Writers dread losing their publisher in mid-stream. Virginia Lloyd brings us the story of one established author who got rejected by her publisher and how she found another.

If you are sending queries to agents, Kate McKean answers the question of if it is okay to revise and resend a query.

Once you’ve published, you need to market. Erica Ridley has 9 tips for marketing a new book release, Helene Cue shares 8 marketing strategies, Desiree Villena shows how to use comp authors to market your book, and Hayley Zelda tells us how to promote your book with a shoestring budget.

There are many elements that go into a good book promotion plan. Joshua C. Craig discusses what makes good jacket copy, Penny Sansevieri lays out how to announce a book release to your mailing list, and Cathy Shouse talk to Melissa Storm about maximizing book sales with Facebook and Bookbub ads.

Blogs are a tried-and-true way to connect with your audience.
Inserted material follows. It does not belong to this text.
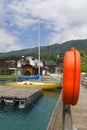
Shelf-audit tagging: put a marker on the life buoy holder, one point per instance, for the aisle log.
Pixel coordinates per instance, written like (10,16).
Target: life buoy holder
(71,77)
Georgie Smith lists 14 AP Style essentials to level-up your blogging, Robyn Roste gives us freelance blogging for beginners, Sandra Beckwith shares 3 tips for better author blogs, and Sue Coletta reveals how to save time on social media.


Andrew Weatherhead talks about the art (and necessity) of writing collage on the Otherppl podcast with Brad Listi.

The Maris Review podcast with Maris Kreizman hosts Diane Cook on letting her characters loose in the wilderness.

On The Creative Penn’s podcast, Joanna Penn and Meg LaTorre discuss YouTube for authors and multiple streams of income.


It’s that time of year again: Jean Kuo Lee lists 15 gifts for the NaNoWriMo writer in your life.

Maybe buy someone a journal: Mithila Phadke says since the pandemic began, many more people are journaling.

Mary Wollstonecraft is in the news. A statue to honor the “mother of feminism” Mary Wollstonecraft provokes backlash. If you are confused between Mary Wollstonecraft and Mary Shelley, here’s how to tell the difference.

Kathy O’Shaughnessy explores George Elliot’s uncertain relationship to feminism.

Dive into 100 years of Agatha Christie as Reece Goodall brings us a retrospective of the Queen of Crime.

Can literature tell the future? Megan O’Grady looks at how “The Talented Mr. Ripley” foretold our era of grifting.

Most writers have been surrounded by books their whole lives. Eudora Welty discusses how her parents built a childhood of books.

Book Marks posts the first reviews of Kurt Vonnegut’s Slaughterhouse-Five.

Just for fun, Danika Ellis has a quiz: how well do you know the parts of a book? (I apparently don’t know them at all!)

That’s all for this week’s Top Picks Thursday! We are taking next Thursday off for Thanksgiving, but we will see you in December. Be safe and be smart.